This is the mail archive of the
gcc-bugs@gcc.gnu.org
mailing list for the GCC project.
[Bug target/80706] [7/8 Regression] peephole2 uses uninitialized stack variables on i686
- From: "jakub at gcc dot gnu.org" <gcc-bugzilla at gcc dot gnu dot org>
- To: gcc-bugs at gcc dot gnu dot org
- Date: Thu, 11 May 2017 10:07:18 +0000
- Subject: [Bug target/80706] [7/8 Regression] peephole2 uses uninitialized stack variables on i686
- Auto-submitted: auto-generated
- References: <bug-80706-4@http.gcc.gnu.org/bugzilla/>
https://gcc.gnu.org/bugzilla/show_bug.cgi?id=80706
--- Comment #11 from Jakub Jelinek <jakub at gcc dot gnu.org> ---
(In reply to Jakub Jelinek from comment #10)

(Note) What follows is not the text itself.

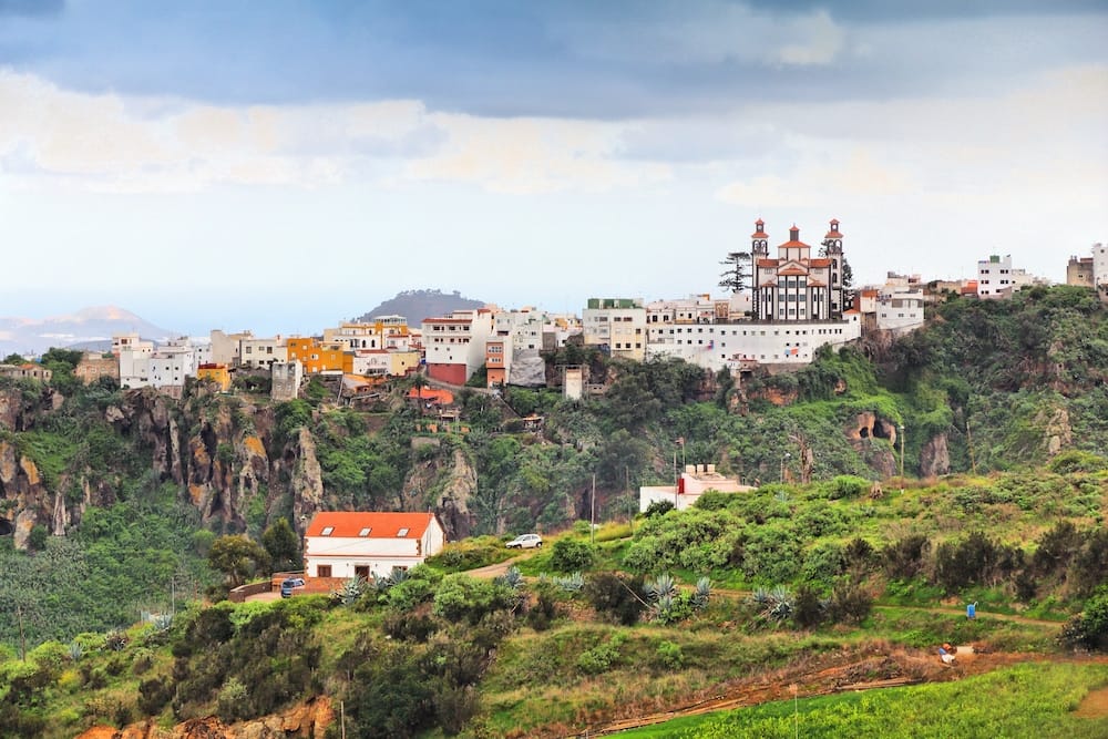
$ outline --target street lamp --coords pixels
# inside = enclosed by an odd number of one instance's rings
[[[901,479],[904,479],[904,424],[901,423],[897,429],[901,434]]]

> Perhaps if we had such a pattern that we'd split into a normal DFmode load
> (perhaps with unspec before reload to guarantee it is atomic load), we
> wouldn't need the temporary at all?
--- gcc/config/i386/predicates.md.jj 2017-01-01 12:45:42.000000000 +0100
+++ gcc/config/i386/predicates.md 2017-05-11 11:42:17.649136648 +0200
@@ -1657,3 +1657,14 @@ (define_predicate "register_or_constm1_o
(ior (match_operand 0 "register_operand")
(and (match_code "const_int")
(match_test "op == constm1_rtx"))))
+
+;; Return true if OP is a memory_operand, including volatile MEM.
+(define_predicate "volatile_memory_operand"
+ (match_code "mem,subreg")
+{
+ int save_volatile_ok = volatile_ok;
+ volatile_ok = 1;
+ bool ret = memory_operand (op, mode);
+ volatile_ok = save_volatile_ok;
+ return ret;
+})
--- gcc/config/i386/sync.md.jj 2017-05-11 10:16:03.000000000 +0200
+++ gcc/config/i386/sync.md 2017-05-11 11:42:45.777767179 +0200
@@ -210,6 +210,17 @@ (define_insn_and_split "atomic_loaddi_fp
DONE;
})
+(define_insn_and_split "*atomic_loaddf_fpu"
+ [(set (match_operand:DF 0 "nonimmediate_operand" "=x,f")
+ (subreg:DF (unspec:DI [(match_operand:DI 1 "volatile_memory_operand"
+ "m,m")]
+ UNSPEC_LDA) 0))]
+ "!TARGET_64BIT && (TARGET_80387 || TARGET_SSE)"
+ "#"
+ "&& 1"
+ [(set (match_dup 0) (match_dup 1))]
+ "operands[1] = gen_lowpart (DFmode, operands[1]);")
+
(define_peephole2
[(set (match_operand:DF 0 "fp_register_operand")
(unspec:DF [(match_operand:DI 1 "memory_operand")]
does that, unfortunately combine still fails, because the insn it wants to
match afterwards is:
(set (reg:DF 91)
(plus:DF (reg:DF 92)
(const_double:DF 1.0e+0 [0x0.8p+1])))
But the above patch at least helps a little bit on following testcase:
typedef union
{
unsigned long long ll;
double d;
} u_t;
u_t d = { .d = 5.0 };
void foo_d (double x)
{
u_t tmp;
tmp.ll = __atomic_load_n (&d.ll, __ATOMIC_SEQ_CST);
tmp.d += x;
__atomic_store_n (&d.ll, tmp.ll, __ATOMIC_SEQ_CST);
}
Before the #c7 patch, we get:
fldl d
faddl 24(%esp)
fstpl d
lock; orl $0, (%esp)
with just the #c7 patch we get:
fldl d
fstl (%esp)
faddl 24(%esp)
fstl d
fstpl (%esp)
lock; orl $0, (%esp)
so 2 useless stores. With #c7 and this patch we get:
fldl d
faddl 24(%esp)
fstl d
fstpl (%esp)
lock; orl $0, (%esp)
i.e. one useless store. So, either we need combine or some other pre-reload
pass to figure out we have all uses of the atomic_loaddi_fpu pattern as
(subreg:DF (reg:DI ...)) and optimize that into the atomic_loaddf_fpu pattern
with uses changed into just the DFmode pseudo. Allowing =f in
atomic_loaddi_fpu won't work, as DImode is not VALID_FP_MODE_P.